Optimization of guar gum-gelatin bioink for 3D printing of mammalian cells

Abstract

Bioprinting, as a fabrication technique, has witnessed significant progress over the past decade. Therefore, the development of bioink is crucial for the success of bioprinting as the process is governed by the properties of biomaterials used in bioink. Due to the lack of standards, only a limited number of bioinks are available, because of which direct comparison between two bioinks is not possible. This is the biggest hurdle in the advancement of extrusion-based bioprinting. This study focuses on providing a standard method for bioinks by analyzing the effect of storage modulus (G′), loss modulus (G″), tan ∂ (G”/G′), and bloom strength on their printability. A new economical bioink comprising gelatin and different concentrations of guar gum (a plant-based biopolymer) was studied. Guar gum is water soluble and is known for its ability to form highly viscous solutions even at lower concentrations.

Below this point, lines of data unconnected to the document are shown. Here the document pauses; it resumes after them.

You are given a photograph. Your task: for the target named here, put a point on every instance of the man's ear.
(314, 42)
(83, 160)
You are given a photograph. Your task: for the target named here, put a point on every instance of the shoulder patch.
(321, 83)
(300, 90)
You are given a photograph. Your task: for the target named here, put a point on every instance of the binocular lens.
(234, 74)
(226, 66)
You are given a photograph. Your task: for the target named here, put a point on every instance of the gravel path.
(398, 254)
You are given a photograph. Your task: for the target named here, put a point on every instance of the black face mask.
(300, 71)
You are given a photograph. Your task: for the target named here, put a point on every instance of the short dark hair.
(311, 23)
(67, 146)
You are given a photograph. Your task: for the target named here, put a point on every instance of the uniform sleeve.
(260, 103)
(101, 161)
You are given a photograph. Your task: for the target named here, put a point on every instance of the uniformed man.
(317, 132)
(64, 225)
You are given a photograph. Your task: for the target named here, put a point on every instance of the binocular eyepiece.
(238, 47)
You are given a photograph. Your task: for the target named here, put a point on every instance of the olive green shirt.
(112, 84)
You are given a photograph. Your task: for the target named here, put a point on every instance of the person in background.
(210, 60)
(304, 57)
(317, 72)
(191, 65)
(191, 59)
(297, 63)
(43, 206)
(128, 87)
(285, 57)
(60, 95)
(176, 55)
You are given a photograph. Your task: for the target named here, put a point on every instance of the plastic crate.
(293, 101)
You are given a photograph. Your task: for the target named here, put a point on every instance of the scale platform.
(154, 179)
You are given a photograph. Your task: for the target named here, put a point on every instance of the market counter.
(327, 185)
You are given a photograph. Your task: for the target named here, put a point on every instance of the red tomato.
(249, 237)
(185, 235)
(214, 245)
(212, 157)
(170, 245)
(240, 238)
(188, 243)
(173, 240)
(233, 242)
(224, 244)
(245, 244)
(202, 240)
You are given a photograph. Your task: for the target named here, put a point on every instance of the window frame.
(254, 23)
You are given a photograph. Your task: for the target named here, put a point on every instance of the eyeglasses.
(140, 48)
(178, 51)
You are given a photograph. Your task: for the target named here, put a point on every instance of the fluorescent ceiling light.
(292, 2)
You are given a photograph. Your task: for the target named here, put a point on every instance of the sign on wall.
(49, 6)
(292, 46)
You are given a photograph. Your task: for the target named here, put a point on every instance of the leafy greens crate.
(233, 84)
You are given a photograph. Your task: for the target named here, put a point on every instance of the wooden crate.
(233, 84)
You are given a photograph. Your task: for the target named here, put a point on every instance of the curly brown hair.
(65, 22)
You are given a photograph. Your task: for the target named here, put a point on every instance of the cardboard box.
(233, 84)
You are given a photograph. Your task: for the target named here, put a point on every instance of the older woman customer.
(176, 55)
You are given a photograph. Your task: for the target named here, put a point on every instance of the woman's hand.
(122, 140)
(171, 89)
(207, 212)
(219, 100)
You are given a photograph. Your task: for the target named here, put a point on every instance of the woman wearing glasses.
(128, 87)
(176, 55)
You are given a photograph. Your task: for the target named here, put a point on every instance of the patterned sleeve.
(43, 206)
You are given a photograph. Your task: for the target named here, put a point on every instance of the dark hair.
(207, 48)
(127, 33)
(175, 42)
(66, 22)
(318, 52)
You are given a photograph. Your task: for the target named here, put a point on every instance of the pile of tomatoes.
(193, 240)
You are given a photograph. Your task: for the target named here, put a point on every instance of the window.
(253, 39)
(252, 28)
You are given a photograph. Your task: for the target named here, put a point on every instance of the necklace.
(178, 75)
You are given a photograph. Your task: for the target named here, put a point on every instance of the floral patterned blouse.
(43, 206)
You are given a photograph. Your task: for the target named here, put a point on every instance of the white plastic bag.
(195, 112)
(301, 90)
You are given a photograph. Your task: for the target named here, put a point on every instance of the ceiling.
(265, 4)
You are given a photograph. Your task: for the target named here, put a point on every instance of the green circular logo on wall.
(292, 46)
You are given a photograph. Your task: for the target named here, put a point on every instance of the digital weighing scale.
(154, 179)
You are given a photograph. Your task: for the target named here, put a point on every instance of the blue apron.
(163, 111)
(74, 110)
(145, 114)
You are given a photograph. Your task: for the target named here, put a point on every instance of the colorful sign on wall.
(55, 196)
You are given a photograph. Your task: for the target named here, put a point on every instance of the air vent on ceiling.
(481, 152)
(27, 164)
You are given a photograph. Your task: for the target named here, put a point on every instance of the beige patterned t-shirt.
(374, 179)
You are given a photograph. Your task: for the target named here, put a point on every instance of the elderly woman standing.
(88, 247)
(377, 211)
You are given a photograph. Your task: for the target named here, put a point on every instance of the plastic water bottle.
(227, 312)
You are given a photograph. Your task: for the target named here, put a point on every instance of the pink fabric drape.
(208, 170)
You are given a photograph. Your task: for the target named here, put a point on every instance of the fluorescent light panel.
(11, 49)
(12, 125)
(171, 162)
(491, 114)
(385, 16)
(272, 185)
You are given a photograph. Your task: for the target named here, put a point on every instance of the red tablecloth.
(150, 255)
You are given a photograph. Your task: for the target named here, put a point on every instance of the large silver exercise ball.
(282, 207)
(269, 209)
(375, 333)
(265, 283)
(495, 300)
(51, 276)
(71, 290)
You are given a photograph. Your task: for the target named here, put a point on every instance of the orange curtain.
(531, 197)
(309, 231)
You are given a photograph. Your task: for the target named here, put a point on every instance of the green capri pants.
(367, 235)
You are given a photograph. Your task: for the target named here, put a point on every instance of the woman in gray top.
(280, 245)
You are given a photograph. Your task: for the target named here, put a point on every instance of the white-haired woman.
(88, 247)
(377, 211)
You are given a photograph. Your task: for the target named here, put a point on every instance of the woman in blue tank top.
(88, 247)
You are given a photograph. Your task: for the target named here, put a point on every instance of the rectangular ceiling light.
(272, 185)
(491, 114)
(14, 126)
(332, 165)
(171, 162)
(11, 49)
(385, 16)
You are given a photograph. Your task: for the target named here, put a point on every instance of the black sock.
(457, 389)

This new combination of biopolymer was formulated to obtain a broad range of bloom strength, G′ and G”. Tan ∂ was calculated using G’ and G”, followed by bloom test. These physical parameters were correlated with the printability of bioink, after evaluation of filament formation. Results suggested that the guar gum-gelatin bioinks having bloom strength in the range of 480–750 and tan ∂ in the range of 0.15–0.2, were able to form filament upon extrusion and were therefore considered as printable. Compared to oscillatory shear tests, the bloom test is a rapid and easy analytical technique for predicting the printability of bioinks. Cell examination is difficult when the scaffold possesses autofluorescence; hence two different assays were employed, viz. The live/dead assay and staining with Hoechst nuclear stain for analysis of the bioprinted cells. Apart from the bioink characterization, the methodology employed in this investigation can be used as a standard to analyze the printability of other extrusion-based bioinks.